1

I need to make each instance of Sphere get a unique identifier so that no two Spheres are equal. I won't know ahead of time how many spheres I'll need to make so will need to make them one at a time, but still increment the identifier.

Most solutions I've tried have this issue where I end up with an IO a and need the unsafePerformIO to get the value.

This code comes close, but the resulting identifier is always the same:

module Shape ( Sphere (..)
             , sphere
             , newID
             ) where

import System.Random
import System.IO.Unsafe (unsafePerformIO)

data Sphere = Sphere { identifier :: Int
                     } deriving (Show, Eq)

sphere :: Sphere
sphere = Sphere { identifier = newID }

newID :: Int
newID = unsafePerformIO (randomRIO (1, maxBound :: Int))

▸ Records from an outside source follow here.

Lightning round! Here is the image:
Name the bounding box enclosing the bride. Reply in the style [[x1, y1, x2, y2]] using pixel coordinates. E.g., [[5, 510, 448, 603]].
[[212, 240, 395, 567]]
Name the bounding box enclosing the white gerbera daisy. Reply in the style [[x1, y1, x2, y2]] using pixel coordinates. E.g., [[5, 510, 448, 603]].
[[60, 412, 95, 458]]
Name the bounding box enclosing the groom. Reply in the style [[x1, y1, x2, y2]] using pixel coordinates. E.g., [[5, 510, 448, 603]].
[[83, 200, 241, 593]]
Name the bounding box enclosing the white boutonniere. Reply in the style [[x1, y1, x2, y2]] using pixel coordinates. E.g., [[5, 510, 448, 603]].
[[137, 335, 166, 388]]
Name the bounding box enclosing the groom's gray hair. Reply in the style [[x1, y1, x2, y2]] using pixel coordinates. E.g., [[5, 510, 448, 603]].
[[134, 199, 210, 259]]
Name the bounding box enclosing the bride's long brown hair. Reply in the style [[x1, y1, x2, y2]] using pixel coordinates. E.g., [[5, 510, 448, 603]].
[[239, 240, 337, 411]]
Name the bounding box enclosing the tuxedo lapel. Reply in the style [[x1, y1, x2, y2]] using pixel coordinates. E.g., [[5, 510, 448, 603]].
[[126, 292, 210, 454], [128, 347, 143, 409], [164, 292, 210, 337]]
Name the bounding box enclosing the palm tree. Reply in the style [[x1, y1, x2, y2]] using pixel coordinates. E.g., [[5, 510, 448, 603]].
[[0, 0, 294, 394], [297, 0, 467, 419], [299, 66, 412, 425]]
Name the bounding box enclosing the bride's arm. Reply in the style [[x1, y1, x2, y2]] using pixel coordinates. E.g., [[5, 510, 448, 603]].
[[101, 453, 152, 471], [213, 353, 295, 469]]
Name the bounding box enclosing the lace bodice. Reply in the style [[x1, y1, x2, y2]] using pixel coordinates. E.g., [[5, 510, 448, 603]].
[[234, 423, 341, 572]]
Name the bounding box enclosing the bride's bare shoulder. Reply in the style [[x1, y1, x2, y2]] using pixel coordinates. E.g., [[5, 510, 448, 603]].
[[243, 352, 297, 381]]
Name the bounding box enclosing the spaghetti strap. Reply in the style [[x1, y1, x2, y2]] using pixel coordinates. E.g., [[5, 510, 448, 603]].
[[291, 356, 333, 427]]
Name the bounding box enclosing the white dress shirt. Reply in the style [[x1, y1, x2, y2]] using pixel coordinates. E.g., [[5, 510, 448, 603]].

This would work as well, and works great in the REPL, but when I put it in a function, it only returns a new value the first time and the same value after that.

import Data.Unique
sphere = Sphere { identifier = (hashUnique $ unsafePerformIO newUnique) }

I know think this all leads to the State Monad, but I don't understand that yet. Is there no other way that will "get the job done", without biting off all the other monad stuff?

Craig Treptow
  • 834
  • 7
  • 19
  • 1
    This is indeed something for which state-like monads are used. I know that is quite annoying. But once you understand what the benefits of such encapsulation are, it is actually quite effective. – Willem Van Onsem Jul 30 '20 at 19:40
  • 3
    `unsafePerformIO` is one of the trickiest things to use correctly in Haskell. It's almost always the hardest option to get correct for any particular way to solve a problem. Unless you absolutely need it for some concrete reason, you're better off learning something new to avoid it. – Carl Jul 30 '20 at 20:11
  • 2
    The easiest thing to do is just accept that `newID` cannot have type `Int` - it must have type `IO Int` (same as you have now but without the `unsafePerformIO`). It fundamentally isn't a "pure value" so you shouldn't try to pretend it is. Anything else you have that depends on that random integer can be written as a function that takes an `Int` as argument - then in your final program (which runs in `IO` anyway) you can generate the random number with `newID`, extract the result, and feed it to your other functions. – Robin Zigmond Jul 30 '20 at 21:15
  • 3
    Don't use `unsafe` functions, period. Those are marked as "unsafe" for a reason. Using those amounts to 1) force the compiler into assuming some properties on the code, and 2) be willing to face the horrible consequences if the assumption did not hold. In your code, you promise that that IO action will always produce the same result, no matter how many times it's called, so it can be regarded as a pure value. The compiler is then free to run the IO action any number of times, or only once and cache the result. – chi Jul 30 '20 at 23:52
  • unsafePerformIO lacks all guarantees. For example, it lacks the guarantee that running in repl and running in compiled code does the same thing. – PyRulez Jul 31 '20 at 18:07
  • Possibly related: https://stackoverflow.com/questions/6311512/creating-unique-labels-in-haskell/63406066 . – atravers Sep 21 '20 at 03:13

1 Answers1

6

First of all, don’t use unsafePerformIO here. It doesn’t do what you want anyway: it doesn’t “get the a out of an IO a”, since an IO a doesn’t contain an a; rather, unsafePerformIO hides an IO action behind a magical value that executes the action when somebody evaluates the value, which could happen multiple times or never because of laziness.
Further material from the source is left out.